15.6.2.1908 N>R n-to-r TOOLS EXT

1. the user can not rely on what data format gets pushed onto the return stack, and 2) something gets pushed on to the return stack and should not be meddled with.

When i is unknown, the data type symbol i*x already meets these both goals.

What is wrong in the diagram is that it assumes to take i*n from the data stack.

A correct variant: ( i*x +n -- ) ( R: -- j*x +n )

The ( in +n -- ) part is wrong. It's either ( nx +n -- ) or, if we say that i*x just means an arbitrary number of (i.e., not necessarily i) stack items, then it should be ( x1 ... xn +n -- ).

I suppose that i=n follows from the statement "Remove n+1 items from the data stack".

The diagram ( x1 ... xn +n -- ) seems incorrect for the case n=0, since it starts from 1, and implies at least one x. Although, the diagrams for GET-ORDER and SET-ORDER have the same problem.
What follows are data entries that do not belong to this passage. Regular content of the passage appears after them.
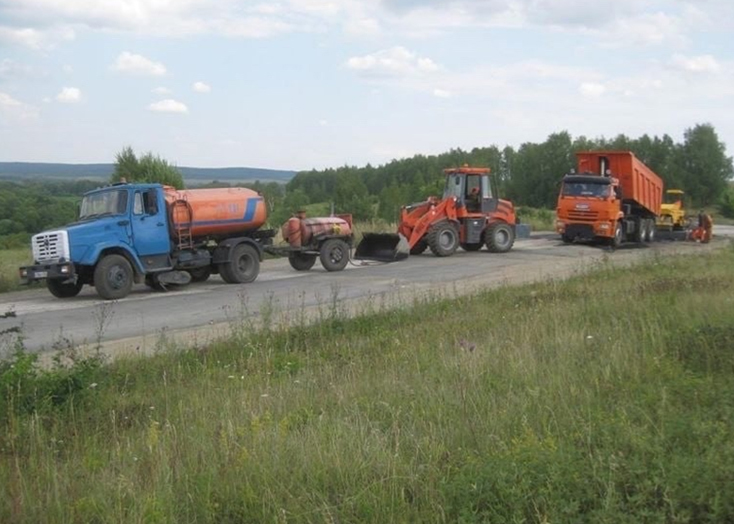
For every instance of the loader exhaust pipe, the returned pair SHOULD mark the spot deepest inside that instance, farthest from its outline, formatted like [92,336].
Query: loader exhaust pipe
[382,247]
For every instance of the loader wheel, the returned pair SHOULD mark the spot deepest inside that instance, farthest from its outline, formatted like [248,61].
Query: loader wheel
[419,248]
[200,274]
[61,289]
[301,261]
[500,237]
[334,254]
[113,277]
[243,266]
[443,239]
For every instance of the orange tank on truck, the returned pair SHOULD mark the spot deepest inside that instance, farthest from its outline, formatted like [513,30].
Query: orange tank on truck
[613,198]
[215,213]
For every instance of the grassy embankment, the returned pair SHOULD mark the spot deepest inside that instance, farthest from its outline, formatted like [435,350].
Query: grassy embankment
[606,398]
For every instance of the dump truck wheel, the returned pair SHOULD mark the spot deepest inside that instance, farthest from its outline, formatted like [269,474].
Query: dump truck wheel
[334,254]
[243,266]
[113,277]
[61,289]
[200,274]
[471,247]
[419,248]
[500,238]
[301,262]
[443,239]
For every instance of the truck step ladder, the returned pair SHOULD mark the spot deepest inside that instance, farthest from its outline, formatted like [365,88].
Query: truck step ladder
[182,218]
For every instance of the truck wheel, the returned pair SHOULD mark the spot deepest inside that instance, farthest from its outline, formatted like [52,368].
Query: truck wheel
[334,254]
[301,261]
[243,266]
[500,238]
[113,277]
[61,289]
[443,239]
[616,240]
[200,274]
[471,247]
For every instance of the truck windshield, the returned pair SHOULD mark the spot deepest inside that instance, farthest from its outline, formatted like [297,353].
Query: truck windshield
[586,189]
[113,202]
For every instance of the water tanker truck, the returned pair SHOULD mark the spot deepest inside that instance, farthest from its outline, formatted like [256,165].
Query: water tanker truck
[155,234]
[612,198]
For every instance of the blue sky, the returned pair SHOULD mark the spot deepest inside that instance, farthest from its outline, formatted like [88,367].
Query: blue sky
[301,84]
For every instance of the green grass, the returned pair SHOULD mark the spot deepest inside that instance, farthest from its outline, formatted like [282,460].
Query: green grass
[606,398]
[10,261]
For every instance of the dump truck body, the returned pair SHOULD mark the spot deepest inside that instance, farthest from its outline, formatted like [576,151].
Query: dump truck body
[614,197]
[148,232]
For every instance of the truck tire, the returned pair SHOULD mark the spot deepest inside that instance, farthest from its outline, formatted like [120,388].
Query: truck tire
[61,289]
[200,274]
[616,240]
[243,266]
[113,277]
[420,247]
[443,239]
[500,237]
[301,261]
[334,254]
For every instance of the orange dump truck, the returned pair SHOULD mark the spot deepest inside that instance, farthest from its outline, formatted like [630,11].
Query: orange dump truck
[612,198]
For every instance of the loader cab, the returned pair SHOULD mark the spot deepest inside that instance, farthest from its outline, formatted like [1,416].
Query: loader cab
[472,190]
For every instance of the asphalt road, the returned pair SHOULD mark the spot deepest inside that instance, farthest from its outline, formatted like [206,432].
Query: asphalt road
[197,313]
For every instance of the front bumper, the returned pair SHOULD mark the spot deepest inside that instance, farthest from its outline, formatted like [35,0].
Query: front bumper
[56,270]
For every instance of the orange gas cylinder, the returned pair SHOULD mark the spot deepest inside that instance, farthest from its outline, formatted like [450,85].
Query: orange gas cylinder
[216,213]
[311,227]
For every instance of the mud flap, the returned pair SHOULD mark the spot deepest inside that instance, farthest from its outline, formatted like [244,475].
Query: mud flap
[383,247]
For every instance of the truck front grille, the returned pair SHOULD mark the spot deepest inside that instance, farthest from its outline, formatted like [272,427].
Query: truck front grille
[583,216]
[50,246]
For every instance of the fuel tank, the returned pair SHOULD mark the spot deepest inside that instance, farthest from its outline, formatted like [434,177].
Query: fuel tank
[300,231]
[215,212]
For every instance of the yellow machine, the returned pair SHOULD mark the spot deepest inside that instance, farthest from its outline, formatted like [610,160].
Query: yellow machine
[672,212]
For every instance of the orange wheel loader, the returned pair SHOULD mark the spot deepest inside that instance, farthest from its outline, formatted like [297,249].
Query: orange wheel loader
[468,215]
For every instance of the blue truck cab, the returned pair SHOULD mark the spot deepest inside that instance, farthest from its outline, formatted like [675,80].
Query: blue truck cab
[124,235]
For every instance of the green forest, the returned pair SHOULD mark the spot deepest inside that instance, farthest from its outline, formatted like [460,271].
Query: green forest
[528,175]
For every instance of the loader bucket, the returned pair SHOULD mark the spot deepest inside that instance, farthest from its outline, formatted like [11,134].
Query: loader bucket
[383,247]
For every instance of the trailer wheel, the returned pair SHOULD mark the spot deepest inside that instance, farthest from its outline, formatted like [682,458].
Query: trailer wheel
[471,247]
[443,239]
[243,266]
[419,247]
[200,274]
[334,254]
[113,277]
[500,238]
[301,261]
[61,289]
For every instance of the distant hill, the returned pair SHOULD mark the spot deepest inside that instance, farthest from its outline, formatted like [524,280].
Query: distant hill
[35,170]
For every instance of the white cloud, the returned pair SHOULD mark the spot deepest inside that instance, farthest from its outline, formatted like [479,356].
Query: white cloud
[201,87]
[69,95]
[592,89]
[696,64]
[11,108]
[168,106]
[394,62]
[133,64]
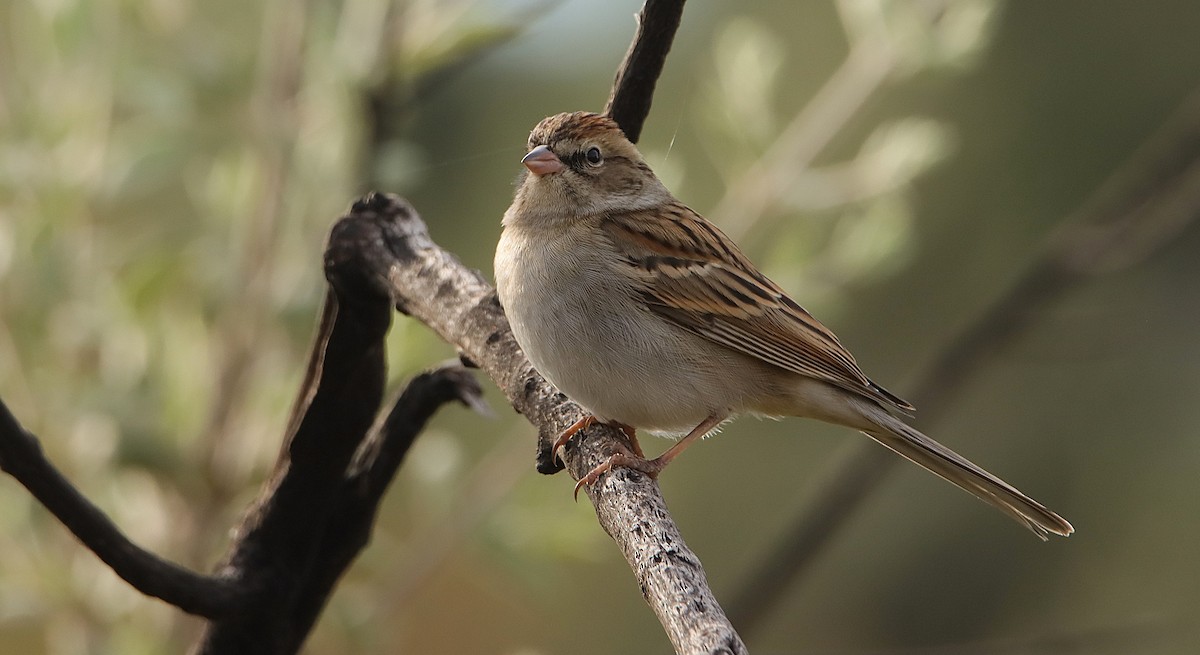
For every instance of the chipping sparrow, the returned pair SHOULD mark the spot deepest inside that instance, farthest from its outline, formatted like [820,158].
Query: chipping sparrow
[647,316]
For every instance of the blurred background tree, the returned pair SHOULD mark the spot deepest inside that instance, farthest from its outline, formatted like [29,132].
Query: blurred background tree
[168,169]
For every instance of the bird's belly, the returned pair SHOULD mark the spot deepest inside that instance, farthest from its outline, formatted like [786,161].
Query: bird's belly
[606,352]
[618,373]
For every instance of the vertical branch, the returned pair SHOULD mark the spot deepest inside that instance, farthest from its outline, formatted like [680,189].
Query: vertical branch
[1149,200]
[629,102]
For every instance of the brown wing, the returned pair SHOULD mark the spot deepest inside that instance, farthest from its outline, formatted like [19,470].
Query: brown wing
[696,277]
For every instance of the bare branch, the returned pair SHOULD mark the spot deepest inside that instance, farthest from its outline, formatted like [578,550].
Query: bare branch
[1153,197]
[316,512]
[629,102]
[433,287]
[22,457]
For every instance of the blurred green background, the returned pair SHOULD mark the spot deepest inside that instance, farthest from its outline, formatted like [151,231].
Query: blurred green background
[168,170]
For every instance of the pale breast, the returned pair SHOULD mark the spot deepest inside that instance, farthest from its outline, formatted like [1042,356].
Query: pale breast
[583,329]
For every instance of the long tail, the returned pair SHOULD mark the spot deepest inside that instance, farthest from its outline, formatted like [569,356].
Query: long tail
[953,467]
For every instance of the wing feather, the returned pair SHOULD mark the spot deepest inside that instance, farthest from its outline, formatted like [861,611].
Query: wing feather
[696,277]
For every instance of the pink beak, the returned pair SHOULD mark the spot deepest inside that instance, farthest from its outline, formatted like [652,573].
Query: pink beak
[540,161]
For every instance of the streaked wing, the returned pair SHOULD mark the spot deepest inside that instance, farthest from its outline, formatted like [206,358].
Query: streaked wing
[696,277]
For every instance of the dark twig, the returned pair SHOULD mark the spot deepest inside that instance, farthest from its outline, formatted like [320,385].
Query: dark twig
[360,494]
[629,102]
[1153,197]
[315,515]
[22,457]
[433,287]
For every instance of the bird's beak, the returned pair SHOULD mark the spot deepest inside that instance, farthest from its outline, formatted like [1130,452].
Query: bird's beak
[540,161]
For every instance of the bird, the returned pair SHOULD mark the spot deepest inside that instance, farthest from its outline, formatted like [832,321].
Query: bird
[649,317]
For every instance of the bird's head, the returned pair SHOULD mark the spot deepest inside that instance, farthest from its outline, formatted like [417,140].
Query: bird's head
[581,164]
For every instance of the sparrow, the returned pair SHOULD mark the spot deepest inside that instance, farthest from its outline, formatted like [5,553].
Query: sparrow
[648,317]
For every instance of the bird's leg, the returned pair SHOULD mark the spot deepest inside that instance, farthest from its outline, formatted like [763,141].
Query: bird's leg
[582,424]
[588,421]
[631,432]
[649,467]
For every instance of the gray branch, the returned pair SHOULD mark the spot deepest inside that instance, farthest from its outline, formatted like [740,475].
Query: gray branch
[433,287]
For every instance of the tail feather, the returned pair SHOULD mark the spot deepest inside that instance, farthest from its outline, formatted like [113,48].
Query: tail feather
[915,446]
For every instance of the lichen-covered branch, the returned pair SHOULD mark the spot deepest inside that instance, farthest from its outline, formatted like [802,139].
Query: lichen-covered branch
[433,287]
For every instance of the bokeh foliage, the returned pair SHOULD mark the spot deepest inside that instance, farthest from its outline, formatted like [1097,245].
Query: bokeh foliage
[168,169]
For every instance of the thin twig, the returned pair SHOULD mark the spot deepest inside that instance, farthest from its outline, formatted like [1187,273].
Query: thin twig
[210,596]
[1149,200]
[633,90]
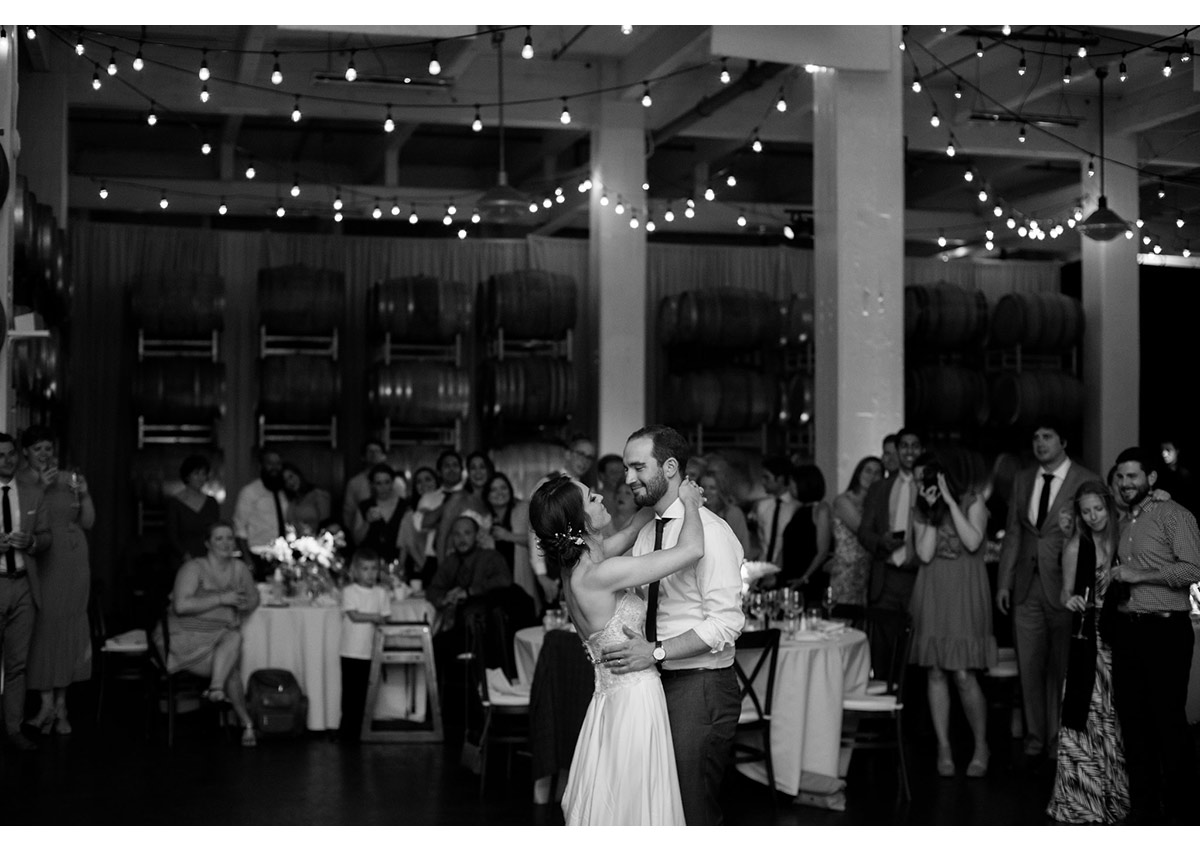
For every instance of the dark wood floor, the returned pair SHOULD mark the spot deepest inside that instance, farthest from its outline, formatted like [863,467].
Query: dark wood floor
[115,774]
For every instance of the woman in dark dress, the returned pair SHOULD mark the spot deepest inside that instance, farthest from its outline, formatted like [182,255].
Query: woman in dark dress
[381,515]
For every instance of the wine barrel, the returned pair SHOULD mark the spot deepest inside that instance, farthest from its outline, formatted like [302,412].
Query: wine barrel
[1019,400]
[186,307]
[300,300]
[300,388]
[420,309]
[727,318]
[729,397]
[1038,322]
[946,397]
[155,469]
[533,390]
[797,318]
[943,316]
[531,304]
[180,390]
[420,393]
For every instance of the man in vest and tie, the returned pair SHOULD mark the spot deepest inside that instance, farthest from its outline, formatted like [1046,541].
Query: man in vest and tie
[24,533]
[886,534]
[1031,581]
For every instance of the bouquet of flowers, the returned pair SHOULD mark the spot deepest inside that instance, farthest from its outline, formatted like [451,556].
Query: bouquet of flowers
[306,564]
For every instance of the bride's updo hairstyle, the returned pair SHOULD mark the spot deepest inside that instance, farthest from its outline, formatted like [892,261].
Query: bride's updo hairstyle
[557,516]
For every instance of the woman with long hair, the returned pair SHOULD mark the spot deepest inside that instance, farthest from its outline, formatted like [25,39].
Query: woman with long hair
[1091,785]
[623,771]
[952,599]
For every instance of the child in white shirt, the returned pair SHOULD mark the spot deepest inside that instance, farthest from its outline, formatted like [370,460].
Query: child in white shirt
[364,605]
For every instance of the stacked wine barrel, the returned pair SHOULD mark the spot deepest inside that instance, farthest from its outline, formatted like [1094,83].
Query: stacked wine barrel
[1044,328]
[179,383]
[421,321]
[531,378]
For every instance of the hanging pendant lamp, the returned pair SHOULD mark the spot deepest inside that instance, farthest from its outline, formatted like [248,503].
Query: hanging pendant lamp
[1103,225]
[502,203]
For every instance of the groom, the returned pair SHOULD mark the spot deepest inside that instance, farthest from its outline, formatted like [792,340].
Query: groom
[693,619]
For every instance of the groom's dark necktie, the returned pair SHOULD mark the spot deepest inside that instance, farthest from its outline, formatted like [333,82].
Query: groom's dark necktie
[652,598]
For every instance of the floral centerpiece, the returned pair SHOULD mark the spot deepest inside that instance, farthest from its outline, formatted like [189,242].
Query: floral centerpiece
[306,564]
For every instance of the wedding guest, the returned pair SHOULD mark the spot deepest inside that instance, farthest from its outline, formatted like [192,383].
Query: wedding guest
[211,599]
[851,564]
[307,505]
[60,652]
[1091,785]
[364,605]
[952,598]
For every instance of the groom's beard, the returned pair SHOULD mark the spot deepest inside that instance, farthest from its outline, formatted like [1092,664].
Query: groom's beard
[654,491]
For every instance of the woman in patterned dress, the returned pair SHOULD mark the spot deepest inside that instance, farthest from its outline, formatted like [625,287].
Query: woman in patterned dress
[1091,785]
[851,563]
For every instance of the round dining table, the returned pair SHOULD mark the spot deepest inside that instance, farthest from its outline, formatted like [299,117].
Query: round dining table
[814,672]
[305,637]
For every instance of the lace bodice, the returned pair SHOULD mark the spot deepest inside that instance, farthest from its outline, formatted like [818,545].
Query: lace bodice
[630,612]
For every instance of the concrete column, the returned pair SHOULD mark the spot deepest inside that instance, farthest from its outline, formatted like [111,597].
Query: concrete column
[618,270]
[1111,298]
[858,228]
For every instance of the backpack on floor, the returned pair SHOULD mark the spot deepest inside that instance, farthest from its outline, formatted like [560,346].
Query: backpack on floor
[275,702]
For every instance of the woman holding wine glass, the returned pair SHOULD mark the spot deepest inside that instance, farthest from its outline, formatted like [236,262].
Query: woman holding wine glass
[1091,785]
[60,652]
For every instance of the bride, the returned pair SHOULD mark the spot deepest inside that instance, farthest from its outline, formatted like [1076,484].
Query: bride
[624,771]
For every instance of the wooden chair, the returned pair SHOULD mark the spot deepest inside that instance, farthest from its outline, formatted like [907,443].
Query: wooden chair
[874,720]
[756,651]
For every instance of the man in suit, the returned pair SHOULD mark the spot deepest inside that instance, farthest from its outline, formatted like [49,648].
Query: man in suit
[24,533]
[1031,580]
[886,534]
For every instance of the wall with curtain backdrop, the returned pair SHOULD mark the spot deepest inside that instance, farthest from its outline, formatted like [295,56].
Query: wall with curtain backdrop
[107,256]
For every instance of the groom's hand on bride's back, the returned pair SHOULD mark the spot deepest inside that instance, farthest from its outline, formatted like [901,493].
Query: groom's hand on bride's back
[629,655]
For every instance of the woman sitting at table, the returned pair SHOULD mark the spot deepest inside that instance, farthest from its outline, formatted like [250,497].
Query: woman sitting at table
[211,599]
[381,515]
[952,600]
[1091,785]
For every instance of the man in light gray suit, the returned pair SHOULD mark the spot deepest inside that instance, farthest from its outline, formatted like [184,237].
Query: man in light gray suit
[1031,580]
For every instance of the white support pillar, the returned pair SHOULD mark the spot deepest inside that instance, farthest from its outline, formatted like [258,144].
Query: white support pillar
[618,270]
[858,228]
[1111,317]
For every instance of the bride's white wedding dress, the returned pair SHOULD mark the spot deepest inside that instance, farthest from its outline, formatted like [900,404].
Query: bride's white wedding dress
[623,772]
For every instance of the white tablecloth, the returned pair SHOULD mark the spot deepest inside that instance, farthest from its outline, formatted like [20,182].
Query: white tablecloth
[305,641]
[813,676]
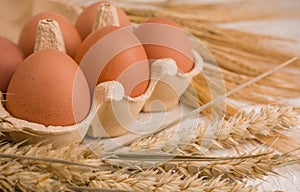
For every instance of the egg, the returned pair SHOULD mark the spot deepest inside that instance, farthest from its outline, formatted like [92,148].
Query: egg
[27,37]
[163,38]
[50,89]
[11,58]
[115,53]
[86,19]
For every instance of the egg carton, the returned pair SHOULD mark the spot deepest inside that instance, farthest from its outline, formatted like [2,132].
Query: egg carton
[20,130]
[167,84]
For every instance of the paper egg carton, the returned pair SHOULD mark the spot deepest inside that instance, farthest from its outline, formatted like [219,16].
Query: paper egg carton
[111,113]
[167,84]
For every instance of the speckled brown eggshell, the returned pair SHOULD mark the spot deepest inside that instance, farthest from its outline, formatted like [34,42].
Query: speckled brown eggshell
[50,89]
[129,66]
[162,42]
[86,19]
[71,36]
[11,58]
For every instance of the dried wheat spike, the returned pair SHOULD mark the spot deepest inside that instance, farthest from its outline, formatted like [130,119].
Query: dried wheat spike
[242,127]
[154,180]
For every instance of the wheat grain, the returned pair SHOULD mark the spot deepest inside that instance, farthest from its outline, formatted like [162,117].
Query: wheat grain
[242,127]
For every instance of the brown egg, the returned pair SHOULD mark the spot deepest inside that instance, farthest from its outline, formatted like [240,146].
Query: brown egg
[50,89]
[114,53]
[10,59]
[86,19]
[163,38]
[28,34]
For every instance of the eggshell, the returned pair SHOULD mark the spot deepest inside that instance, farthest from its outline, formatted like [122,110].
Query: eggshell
[50,89]
[27,37]
[120,56]
[86,19]
[163,38]
[10,59]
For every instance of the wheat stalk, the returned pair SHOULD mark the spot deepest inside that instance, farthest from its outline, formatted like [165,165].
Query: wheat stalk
[32,175]
[242,127]
[154,180]
[236,56]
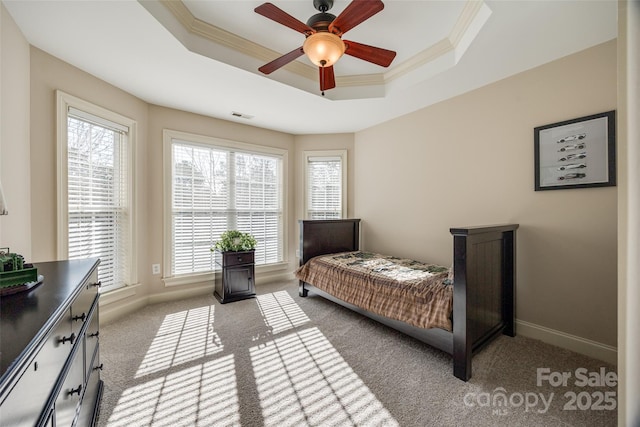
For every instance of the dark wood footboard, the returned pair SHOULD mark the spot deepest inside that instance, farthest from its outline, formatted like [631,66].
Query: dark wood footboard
[484,284]
[483,290]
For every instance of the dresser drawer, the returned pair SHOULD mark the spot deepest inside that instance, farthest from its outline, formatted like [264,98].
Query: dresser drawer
[91,400]
[91,342]
[68,400]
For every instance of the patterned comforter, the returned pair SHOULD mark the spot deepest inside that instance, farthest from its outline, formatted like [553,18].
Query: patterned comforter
[401,289]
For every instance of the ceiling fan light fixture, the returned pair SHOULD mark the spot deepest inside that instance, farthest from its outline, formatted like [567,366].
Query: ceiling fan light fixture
[323,48]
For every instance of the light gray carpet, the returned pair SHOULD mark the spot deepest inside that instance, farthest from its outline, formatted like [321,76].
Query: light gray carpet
[280,360]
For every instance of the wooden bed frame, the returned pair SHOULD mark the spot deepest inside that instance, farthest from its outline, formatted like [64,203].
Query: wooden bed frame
[484,284]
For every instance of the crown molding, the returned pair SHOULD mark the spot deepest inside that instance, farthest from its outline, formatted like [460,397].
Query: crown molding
[225,38]
[462,27]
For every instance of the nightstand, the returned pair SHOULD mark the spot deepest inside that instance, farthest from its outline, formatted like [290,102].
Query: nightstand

Concerning order of numbering, in other similar cases it's ascending towards the bottom of the stack (see ROLL or GET-ORDER).

So, taking into account that in all other cases, if the number of items is known beforehand in run-time then the notation ( x_[n] x_[n-1] ... is used (i.e., not i*x), a better variant could be:

• N>R ( x_n ... x_1 n | 0 -- )
• NR> ( -- x_n ... x_1 n | 0 )

It's obvious that n>1, so it's not necessary to indicate that n>0 via +n data type. Maybe it's even better to use the data type u instead of n for these words.

And then a correction for GET-ORDER and SET-ORDER:

• GET-ORDER ( -- wid_n ... wid_1 n | 0 )
• SET-ORDER ( wid_n ... wid_1 n | 0 | -1 -- )

that n>0 via +n data type.

Correction:

that n ≥ 0 via +n data type.

And n ≥ 1, correspondingly.

Including a diagram for the return stack, and using u instead of n, we get:

• N>R ( x_n ... x_1 u | 0 -- ) ( R: -- j*x u | 0 )
• NR> ( -- x_n ... x_1 u | 0 ) ( R: j*x u | 0 -- )

I still think that a variant based on i*x is correct too, and far better readable:

• N>R ( i*x u -- ) ( R: -- j*x u )
• NR> ( -- i*x u ) ( R: j*x u -- )

And from the specification should be clear that i=u, but j is unknown.

I think what I mean to say is if, as a stack-constrained system, I choose to use a buffer to store the items and place a reference to the buffer on the return stack, my stack notation would be:

N>R ( i*n +n -- ) ( R: -- pBuf )

Given that the rationale says that I can do that, I don't think the documentation should imply anything about the format of the data on the return stack after the call except that some opaque data exists there, much like what the stack notation for DO and LOOP say.

Even when a buffer is used, the spec requires to put the number of items on the top of the return stack. I.e., only the part j*x may vary. So a possible variant for actual implementation is: N>R ( i*x +n -- ) ( R: -- addr.buf +n ) NB: add.buf is a subtype of j*x, given that j is undetermined.

Of course, a new implementation-dependent data type nr-sys can be introduced into the specification, so the stack diagrams will be:

• N>R ( u*x u -- ) ( R: -- nr-sys u )
• NR> ( -- u*x u ) ( R: nr-sys u -- )

But you have to provide another rationale for that — since the data type j*r already meets the goals you mentioned before.

With enough reason, the spec can be even changed in a backward-incompatible way as:

• N>R ( u*x u -- ) ( R: -- nr-sys )
• NR> ( -- u*x u ) ( R: nr-sys -- )

Ah! Now I understand what you were saying. It was not immediately clear to me that j*x could mean nr-sys, or that the rationale was saying that just pushing nr-sys was not an option. I read the statement to mean that it was an option. I definitely think that:

( x<sup>n ... x<sup>1 +n -- ) ( R: -- nr-sys +n )

would be a much clearer stack notation, for what it's worth. It also feels like there should be some mention of an ambiguous condition if n<0.

It also feels like there should be some mention of an ambiguous condition if n<0.

This part is already made clear in the stack effect: the symbol +n means "non-negative number". Giving any word a value of an inappropriate type always results in an ambiguous condition, so I don't think it needs to be re-stated in the prose. (It would probably be wise for standard systems to declare how they handle this particular case, but standard programs will respect the type constraints of the standard.)